Опять же невозможно не поразиться соответствию мысли Маркса процессам, которые мы наблюдали в развитых странах капитализма в конце XX века. Но и это не главное. Главное состоит в том, что комплексно автоматизированное производство представляет собой тот уровень развития производительных сил, который адекватен капиталистическим производственным отношениям: «в совокупности машин, выступающей как автоматизированная система, средство труда по своей потребительной стоимости, т.е. по своему вещественному бытию, переходит в существование, адекватное основному капиталу и капиталу вообще...» [Маркс К. Экономическо-философские рукописи 1857-1861 года, ч. 2, с. 205 М.,1980].

Интересная мысль? И неожиданная для тех. кто привык от идеологов КПСС и буржуазных публицистов слышать о том, что с точки зрения марксистской теории капитализм уже с начала XX века является тормозом развития производительным сил, есть загнивающий, умирающий и канун социалистической революции. Не случайно, что цитируемые рукописи к «Капиталу» были впервые изданы на русском языке только в 1969 году, но и потом, по сути, игнорировались официозным марксизмом.

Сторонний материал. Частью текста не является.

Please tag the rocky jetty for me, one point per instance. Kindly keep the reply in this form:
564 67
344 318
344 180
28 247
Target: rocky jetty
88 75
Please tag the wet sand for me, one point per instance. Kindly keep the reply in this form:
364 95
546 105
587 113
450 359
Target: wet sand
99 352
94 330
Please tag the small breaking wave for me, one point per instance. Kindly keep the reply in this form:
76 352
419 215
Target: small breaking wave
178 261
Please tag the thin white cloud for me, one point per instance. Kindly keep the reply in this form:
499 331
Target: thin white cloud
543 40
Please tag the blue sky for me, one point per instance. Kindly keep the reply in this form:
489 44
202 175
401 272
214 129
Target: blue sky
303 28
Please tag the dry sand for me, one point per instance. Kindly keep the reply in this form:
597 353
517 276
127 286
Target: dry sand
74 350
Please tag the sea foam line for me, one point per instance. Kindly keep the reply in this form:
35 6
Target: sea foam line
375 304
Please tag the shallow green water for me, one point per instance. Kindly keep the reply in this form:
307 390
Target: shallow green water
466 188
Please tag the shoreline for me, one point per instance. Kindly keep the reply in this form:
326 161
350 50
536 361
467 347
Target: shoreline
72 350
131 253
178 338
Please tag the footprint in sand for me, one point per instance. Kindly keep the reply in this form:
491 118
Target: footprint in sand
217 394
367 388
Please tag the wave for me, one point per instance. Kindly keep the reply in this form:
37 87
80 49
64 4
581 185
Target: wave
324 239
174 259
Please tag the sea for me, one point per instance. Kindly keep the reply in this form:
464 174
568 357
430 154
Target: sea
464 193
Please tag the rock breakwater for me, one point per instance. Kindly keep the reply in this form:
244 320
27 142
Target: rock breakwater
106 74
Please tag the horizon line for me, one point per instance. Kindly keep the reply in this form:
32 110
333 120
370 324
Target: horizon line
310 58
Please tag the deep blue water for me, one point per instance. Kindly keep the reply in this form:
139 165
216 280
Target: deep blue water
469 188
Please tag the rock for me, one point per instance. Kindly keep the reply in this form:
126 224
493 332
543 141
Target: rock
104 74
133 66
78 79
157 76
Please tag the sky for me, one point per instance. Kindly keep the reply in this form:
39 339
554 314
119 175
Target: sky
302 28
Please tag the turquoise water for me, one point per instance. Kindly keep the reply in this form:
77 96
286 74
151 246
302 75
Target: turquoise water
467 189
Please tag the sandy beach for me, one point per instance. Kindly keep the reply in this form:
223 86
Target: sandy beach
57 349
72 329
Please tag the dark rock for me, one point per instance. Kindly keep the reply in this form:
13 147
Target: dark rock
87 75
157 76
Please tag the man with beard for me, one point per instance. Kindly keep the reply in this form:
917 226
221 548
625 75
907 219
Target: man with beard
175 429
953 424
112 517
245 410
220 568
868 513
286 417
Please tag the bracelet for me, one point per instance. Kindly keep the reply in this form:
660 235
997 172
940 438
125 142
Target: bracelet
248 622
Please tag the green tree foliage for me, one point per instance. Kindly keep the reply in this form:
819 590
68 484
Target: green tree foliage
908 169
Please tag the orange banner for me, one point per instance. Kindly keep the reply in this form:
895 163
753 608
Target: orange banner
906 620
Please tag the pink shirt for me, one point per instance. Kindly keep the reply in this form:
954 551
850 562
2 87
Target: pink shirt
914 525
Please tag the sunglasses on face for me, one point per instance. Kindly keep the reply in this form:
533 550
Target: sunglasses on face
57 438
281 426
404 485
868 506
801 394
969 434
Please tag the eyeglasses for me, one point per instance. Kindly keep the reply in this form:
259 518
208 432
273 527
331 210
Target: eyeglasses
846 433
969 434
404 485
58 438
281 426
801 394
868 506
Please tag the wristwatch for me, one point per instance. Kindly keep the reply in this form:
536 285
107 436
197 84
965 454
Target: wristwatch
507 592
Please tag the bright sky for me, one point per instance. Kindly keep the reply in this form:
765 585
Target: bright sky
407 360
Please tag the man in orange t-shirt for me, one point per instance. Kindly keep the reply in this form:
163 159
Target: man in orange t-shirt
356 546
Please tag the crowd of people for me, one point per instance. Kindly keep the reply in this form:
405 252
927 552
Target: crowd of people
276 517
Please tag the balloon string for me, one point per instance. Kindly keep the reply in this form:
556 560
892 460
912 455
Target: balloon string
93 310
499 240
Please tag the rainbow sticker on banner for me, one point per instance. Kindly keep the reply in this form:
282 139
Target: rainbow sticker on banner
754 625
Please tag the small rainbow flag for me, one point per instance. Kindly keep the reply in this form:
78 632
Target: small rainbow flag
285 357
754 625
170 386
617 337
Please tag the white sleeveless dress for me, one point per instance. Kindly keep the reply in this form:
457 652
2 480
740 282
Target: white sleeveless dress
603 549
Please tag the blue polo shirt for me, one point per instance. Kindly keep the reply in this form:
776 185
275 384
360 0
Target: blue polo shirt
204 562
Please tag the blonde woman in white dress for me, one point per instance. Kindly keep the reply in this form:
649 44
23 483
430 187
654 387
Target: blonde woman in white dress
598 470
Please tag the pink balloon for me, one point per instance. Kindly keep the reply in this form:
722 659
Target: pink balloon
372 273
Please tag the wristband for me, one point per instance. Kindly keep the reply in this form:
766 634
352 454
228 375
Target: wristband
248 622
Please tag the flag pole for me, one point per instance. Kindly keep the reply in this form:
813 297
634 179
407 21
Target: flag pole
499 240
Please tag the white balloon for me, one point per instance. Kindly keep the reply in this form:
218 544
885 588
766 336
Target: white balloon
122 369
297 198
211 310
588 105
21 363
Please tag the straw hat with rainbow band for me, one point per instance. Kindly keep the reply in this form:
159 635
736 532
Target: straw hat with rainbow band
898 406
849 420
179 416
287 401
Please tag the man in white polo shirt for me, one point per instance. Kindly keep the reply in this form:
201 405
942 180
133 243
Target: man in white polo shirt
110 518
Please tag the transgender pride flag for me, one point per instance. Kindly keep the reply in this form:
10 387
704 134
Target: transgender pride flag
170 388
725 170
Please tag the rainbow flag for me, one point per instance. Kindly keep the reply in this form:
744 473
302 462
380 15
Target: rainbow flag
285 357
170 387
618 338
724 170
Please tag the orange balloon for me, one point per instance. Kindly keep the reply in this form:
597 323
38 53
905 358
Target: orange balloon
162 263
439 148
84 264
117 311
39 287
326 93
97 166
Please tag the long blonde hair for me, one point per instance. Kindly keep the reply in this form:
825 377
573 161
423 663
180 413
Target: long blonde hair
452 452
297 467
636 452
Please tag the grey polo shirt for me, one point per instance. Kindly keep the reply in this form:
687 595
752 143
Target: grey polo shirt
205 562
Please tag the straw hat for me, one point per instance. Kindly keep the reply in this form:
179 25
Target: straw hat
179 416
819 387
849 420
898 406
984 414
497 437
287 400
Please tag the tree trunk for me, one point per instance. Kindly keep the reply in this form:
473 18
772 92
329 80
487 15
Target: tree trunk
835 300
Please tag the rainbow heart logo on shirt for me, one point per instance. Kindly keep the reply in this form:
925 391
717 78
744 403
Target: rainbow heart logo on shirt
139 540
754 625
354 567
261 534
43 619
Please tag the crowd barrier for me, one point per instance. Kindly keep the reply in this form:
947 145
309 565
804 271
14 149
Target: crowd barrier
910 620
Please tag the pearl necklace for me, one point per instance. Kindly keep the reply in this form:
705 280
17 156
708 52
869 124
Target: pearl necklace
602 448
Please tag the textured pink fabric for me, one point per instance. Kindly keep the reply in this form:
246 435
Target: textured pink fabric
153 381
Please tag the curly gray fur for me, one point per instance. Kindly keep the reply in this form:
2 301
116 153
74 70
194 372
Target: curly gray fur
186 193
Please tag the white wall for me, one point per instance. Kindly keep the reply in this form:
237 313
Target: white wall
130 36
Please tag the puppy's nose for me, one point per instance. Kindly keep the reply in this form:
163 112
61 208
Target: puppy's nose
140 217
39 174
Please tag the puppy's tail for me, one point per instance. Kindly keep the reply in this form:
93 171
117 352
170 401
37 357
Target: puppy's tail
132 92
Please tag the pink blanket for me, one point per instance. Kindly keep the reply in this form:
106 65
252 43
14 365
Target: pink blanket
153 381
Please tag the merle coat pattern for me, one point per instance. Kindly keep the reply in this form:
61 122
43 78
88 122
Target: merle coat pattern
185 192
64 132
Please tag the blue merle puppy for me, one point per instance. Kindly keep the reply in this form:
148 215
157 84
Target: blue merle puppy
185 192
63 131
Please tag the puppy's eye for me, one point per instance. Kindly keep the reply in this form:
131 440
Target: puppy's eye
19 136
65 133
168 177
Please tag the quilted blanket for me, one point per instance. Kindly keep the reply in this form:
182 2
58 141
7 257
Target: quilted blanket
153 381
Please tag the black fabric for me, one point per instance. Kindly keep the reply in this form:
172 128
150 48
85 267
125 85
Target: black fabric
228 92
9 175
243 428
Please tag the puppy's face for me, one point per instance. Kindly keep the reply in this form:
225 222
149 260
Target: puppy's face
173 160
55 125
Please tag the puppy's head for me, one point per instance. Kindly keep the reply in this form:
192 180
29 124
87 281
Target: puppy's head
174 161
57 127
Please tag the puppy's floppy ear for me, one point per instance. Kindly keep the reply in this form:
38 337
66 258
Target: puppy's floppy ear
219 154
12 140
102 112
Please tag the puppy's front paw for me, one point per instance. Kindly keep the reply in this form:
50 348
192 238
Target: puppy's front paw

Оказывается, с точки зрения теории Маркса, капитализм и в начале XXI века лишь только приближается к адекватному себе уровню развития производства, да и то только в некоторых отраслях некоторых наиболее развитых стран (Маркс же имел ввиду капитализм как мировую систему). Ни о каком кризисе капиталистической общественно-экономической формации (в отличие от частных кризисов) с позиции вышеизложенной теории Маркса говорить сейчас неправомерно. Ведь «ни одна общественная формация не погибает раньше, чем разовьются все производительные силы, для которых она дает достаточно простора, и новые более высокие производственные отношения никогда не появляются раньше, чем созреют материальные условия их существования в недрах старого общества» [Маркс К. К критике политической экономии, с. 7. Маркс К. Энгельс Ф. соч. том 13.]. Поэтому и утверждения современных критиков марксизма о том, что капитализм не подтвердил прогноз Маркса, так как «не умер и более того не собирается умирать», основываются в лучшем случае на незнании Маркса, но, скорее, являются результатом сознательного игнорирования того, что не вписывается в заранее заданную концепцию критиков.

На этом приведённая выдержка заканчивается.